Narlıkuyu Mosaic Museum is a small museum in Narlıkuyu, Turkey that encompasses a Roman bath with mosaic tile floor. The mosaic depicts the Three Graces.

==Location==

Narlıkuyu is a town in Silifke ilçe (district) of Mersin Province. Narlıkuyu is 20 km from Silifke and 65 km from Mersin. It is situated in a small Mediterranean bay which is fed by freshwater. The museum is actually a closed area of mosaic and it is situated just at the back of the restaurants at .

==History==
During the Roman Empire, Narlıkuyu was called Porto Calamie.
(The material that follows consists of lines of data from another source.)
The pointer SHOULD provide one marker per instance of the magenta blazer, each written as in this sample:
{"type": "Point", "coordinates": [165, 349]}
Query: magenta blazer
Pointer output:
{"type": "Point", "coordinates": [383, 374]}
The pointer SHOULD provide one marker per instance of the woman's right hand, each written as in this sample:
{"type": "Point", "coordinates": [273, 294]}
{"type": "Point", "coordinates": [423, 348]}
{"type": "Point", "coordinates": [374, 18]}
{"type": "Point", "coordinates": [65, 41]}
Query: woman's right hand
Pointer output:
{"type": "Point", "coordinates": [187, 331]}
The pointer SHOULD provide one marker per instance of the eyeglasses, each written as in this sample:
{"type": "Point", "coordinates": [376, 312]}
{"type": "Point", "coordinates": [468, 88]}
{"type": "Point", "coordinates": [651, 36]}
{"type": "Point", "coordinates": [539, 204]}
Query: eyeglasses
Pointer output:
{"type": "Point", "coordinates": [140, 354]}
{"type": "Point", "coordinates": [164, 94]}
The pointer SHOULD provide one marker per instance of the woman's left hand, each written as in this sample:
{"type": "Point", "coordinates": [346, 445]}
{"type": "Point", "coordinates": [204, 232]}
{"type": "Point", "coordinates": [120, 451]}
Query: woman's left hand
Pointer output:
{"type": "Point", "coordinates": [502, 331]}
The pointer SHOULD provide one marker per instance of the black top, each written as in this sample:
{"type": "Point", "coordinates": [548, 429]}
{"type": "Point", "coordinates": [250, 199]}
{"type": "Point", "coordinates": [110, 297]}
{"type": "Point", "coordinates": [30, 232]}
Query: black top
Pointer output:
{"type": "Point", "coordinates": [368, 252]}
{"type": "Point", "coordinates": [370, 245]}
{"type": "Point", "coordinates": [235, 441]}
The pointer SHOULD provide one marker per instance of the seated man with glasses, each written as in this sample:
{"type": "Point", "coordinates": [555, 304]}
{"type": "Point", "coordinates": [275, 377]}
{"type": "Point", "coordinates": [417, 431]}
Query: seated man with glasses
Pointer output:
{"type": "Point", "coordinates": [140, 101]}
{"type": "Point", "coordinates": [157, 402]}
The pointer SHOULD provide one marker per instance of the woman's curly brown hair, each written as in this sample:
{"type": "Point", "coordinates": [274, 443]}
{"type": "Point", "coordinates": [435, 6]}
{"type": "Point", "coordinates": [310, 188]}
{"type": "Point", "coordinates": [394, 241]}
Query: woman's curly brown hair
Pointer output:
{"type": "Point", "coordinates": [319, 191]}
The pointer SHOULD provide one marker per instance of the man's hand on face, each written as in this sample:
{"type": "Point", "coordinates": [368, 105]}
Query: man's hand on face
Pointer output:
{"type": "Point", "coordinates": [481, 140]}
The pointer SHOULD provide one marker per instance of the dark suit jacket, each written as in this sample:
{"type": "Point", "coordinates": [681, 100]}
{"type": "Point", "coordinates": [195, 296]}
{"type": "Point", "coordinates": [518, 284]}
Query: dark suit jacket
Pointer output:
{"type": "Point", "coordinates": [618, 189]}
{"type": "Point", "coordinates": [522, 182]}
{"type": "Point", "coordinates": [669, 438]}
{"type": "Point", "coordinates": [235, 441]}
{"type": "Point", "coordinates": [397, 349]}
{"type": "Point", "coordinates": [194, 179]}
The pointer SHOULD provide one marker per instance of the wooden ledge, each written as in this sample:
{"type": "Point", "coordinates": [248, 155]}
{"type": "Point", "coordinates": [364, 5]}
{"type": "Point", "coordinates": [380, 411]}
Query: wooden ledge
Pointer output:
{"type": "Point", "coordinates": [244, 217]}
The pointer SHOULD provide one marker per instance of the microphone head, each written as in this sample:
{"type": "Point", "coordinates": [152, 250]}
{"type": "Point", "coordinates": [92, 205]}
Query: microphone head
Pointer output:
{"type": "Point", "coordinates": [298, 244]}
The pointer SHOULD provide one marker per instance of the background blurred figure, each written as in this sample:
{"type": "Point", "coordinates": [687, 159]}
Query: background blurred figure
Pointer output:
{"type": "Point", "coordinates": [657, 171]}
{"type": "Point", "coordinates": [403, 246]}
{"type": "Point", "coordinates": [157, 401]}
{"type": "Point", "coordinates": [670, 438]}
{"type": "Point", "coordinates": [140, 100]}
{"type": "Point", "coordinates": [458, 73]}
In the 4th century A.D., Poimenios, the Roman governor of nearby Corycus, (modern Kızkalesi) commissioned a bath and baptism complex in Porto Calamie. The source of the bath water was an underground stream from the sinkhole Cennet, which is in the Taurus Mountains, 1.1 km northwest of Porto Calamie. The bath survives and, in 1976, a 65.28 m2 building was constructed to house the bath. The building is now under the supervision of the Ministry of Culture as a free-of-charge museum.

==The mosaic==
An inscription at the entrance of the bath reads:

Dear Visitor, if you wonder who has discovered the origin of this miraculous water, know that he is Poimenios, the friend of the emperors and the honest administrator of the holy islands.
— unknown

The emperors mentioned were probably Arcadius (378-408) and Honorius (384-423). The holy islands are the Princes' Islands of Marmara.

The bath floor is a mosaic. The mosaic depicts three Graces, Aglaea, Euphrosyne and Thalia, and a couple of partridges and doves. The local name of the mosaic is Üç Güzeller (Three beauties) The mosaic refers to the mythological story of the baptism of Aphrodite.